In the original version of this episode, after Homer tells Marge that she is the "best chef in the house", Marge grumbles, "Eh, BFD", which stands for "big, fucking deal". On Sunday night FOX repeats, the "F" in "BFD" is muted out. The original line can be heard in syndicated and UK reruns. The syndicated version also credits Russi Taylor, who was not credited in the original version of the episode. The Godfather parody was cut short in the UK version, and several sexual references from Bart's "playdude" plot were removed. The show in the UK is broadcast at six and needed to be appropriate for children.

== Cultural references ==
The episode's title is a play on the saying "All's fair in love and war", a proverb found in John Lyly's 16th-century book Euphues that is commonly used to justify cheating. The episode features three different songs. The song "Separate Ways (Worlds Apart)" by Journey is played in the background during Homer's fantasy of him living next to himself. "Boplicity" by Miles Davis is listened to by Bart and Milhouse, and "Take Five" by The Dave Brubeck Quartet is played in the background at Bart's treehouse. The episode's final scene, showing James Caan being ambushed by hillbillies at a toll booth, is a parody of a scene in the film The Godfather when Sonny Corleone, portrayed by Caan, is shot and killed at a toll booth. Marge suggesting that the pope has been letting things slide lately, is a reference to the sex abuse scandal of the early 2000s.

== Reception ==
In its original American broadcast, "All's Fair in Oven War" garnered roughly 11.64 million viewers. The episode received a 6.4 Nielsen rating.

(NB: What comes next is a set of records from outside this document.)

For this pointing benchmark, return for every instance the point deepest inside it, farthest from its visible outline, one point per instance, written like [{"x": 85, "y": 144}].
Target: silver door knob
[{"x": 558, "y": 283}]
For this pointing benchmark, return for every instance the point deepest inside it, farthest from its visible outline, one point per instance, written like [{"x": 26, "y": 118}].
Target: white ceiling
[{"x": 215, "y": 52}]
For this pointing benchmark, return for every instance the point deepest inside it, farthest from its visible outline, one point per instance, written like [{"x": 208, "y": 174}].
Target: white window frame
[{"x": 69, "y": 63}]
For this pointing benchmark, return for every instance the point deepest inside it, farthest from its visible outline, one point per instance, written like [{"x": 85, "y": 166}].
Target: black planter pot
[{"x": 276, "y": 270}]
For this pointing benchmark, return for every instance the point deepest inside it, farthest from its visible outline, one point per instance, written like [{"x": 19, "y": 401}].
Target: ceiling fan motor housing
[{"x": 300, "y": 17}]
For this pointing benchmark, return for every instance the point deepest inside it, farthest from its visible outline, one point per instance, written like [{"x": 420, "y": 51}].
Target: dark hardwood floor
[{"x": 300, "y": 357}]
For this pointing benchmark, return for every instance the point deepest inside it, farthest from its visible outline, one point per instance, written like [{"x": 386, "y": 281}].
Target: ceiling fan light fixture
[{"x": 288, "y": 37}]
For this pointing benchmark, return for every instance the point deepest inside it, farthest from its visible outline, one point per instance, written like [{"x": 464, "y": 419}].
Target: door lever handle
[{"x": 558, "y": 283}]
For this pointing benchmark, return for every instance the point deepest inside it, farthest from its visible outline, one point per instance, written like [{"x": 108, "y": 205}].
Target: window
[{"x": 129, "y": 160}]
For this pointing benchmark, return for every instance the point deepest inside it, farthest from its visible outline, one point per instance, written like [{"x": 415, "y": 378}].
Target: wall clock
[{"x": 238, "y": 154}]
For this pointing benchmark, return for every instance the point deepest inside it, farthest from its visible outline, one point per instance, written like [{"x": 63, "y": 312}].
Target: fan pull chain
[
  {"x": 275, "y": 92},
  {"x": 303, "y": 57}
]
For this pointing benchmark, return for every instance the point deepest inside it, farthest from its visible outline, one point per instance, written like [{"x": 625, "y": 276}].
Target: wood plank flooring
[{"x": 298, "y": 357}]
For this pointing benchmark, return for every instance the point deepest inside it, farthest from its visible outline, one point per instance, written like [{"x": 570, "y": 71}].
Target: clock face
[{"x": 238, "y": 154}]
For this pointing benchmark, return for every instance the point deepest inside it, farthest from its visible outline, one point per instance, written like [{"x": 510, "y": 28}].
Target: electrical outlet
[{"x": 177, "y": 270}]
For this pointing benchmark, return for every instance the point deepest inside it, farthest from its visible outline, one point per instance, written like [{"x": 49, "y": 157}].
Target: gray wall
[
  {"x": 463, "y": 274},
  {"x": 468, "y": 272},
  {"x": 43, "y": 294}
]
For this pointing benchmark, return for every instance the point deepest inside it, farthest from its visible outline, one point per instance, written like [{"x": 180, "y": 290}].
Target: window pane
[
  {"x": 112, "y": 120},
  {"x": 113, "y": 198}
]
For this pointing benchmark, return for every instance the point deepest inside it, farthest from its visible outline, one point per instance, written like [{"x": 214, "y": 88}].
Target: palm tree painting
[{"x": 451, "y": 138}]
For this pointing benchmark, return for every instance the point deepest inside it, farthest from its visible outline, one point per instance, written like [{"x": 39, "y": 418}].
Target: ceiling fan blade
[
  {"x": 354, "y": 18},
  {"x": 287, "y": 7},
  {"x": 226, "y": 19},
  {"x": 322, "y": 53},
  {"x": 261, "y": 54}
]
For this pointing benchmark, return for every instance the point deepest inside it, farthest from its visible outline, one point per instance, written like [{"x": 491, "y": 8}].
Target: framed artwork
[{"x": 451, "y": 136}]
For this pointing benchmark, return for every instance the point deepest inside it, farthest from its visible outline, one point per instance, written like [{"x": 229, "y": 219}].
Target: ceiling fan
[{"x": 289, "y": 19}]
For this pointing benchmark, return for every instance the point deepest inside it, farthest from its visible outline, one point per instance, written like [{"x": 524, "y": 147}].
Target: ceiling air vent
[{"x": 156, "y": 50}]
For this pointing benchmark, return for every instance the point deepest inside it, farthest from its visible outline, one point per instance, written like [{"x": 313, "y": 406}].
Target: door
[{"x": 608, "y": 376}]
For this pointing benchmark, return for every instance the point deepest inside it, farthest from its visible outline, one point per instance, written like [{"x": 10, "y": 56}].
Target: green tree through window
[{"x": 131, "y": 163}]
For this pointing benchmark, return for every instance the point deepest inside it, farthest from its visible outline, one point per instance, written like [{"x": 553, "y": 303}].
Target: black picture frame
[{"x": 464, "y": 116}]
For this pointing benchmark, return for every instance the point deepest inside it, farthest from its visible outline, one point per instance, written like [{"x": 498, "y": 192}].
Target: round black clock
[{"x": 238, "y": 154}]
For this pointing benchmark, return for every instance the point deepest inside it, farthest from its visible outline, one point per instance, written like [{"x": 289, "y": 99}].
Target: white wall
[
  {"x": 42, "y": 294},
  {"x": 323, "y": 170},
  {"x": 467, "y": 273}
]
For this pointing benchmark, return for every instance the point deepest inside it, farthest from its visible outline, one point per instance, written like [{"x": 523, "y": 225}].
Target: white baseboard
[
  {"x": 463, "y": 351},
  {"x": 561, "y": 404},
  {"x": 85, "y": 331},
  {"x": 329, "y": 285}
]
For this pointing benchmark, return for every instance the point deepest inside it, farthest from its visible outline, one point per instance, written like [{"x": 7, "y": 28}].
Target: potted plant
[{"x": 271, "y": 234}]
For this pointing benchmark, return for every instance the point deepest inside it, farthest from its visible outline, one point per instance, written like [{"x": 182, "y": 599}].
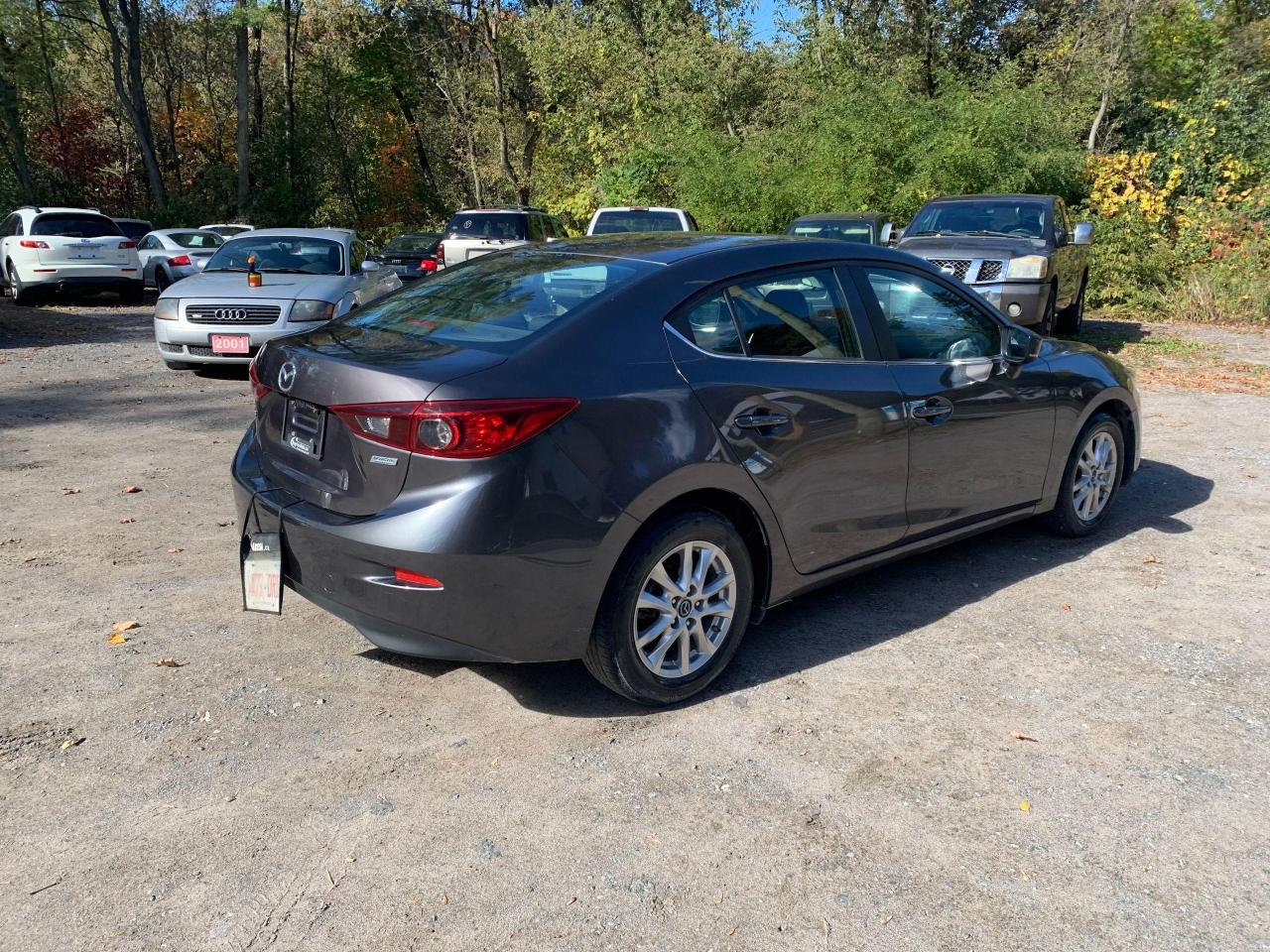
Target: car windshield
[
  {"x": 75, "y": 226},
  {"x": 635, "y": 220},
  {"x": 499, "y": 301},
  {"x": 486, "y": 225},
  {"x": 195, "y": 239},
  {"x": 1015, "y": 217},
  {"x": 841, "y": 230},
  {"x": 411, "y": 244},
  {"x": 286, "y": 254}
]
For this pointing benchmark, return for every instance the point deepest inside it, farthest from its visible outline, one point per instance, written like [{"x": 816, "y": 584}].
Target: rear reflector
[
  {"x": 425, "y": 581},
  {"x": 454, "y": 429}
]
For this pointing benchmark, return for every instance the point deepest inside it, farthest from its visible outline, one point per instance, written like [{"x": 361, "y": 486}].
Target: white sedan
[{"x": 263, "y": 285}]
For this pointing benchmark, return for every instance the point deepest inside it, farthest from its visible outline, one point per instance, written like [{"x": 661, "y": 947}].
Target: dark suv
[{"x": 1021, "y": 253}]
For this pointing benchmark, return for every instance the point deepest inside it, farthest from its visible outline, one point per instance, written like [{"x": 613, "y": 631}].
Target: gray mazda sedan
[{"x": 624, "y": 449}]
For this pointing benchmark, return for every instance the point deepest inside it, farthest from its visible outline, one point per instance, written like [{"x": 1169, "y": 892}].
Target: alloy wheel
[
  {"x": 1095, "y": 476},
  {"x": 685, "y": 610}
]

The episode has garnered positive reviews from critics. Eric Messinger of Springfield Weekly gave the episode a positive review. He gave the episode a B−, stating the Marge segment "needed a bit more fine-tuning". However, he praised the Bart segment, stating that it saved the episode, and that Bart not seeing nudity in the Playdude magazines worked well in every joke, and the segment was almost reminiscent to the season three episode "Bart the Murderer". He also praised the James Caan guest appearance, stating it "worked quite well, especially with the Godfather ending pay-off." In 2012, New York magazine named "All Fair's in Oven War" as one of the ten best later Simpsons episodes. Pip Ellwood-Hughes of Entertainment Focus considered the episode a highlight of the season. Chris Morgan of Cinema Sentries praised the episode and commented "It is, arguably, the best episode to air after the turn of the millennium, and, in fact, is one of the top episodes of the show, period." A review of the season 16 DVD on alternativeaddiction.com listed it as one of "some incredibly fun episode ideas". On Rolling Stones top 150 Simpsons episodes they placed "All's Fair in Oven War" at #89.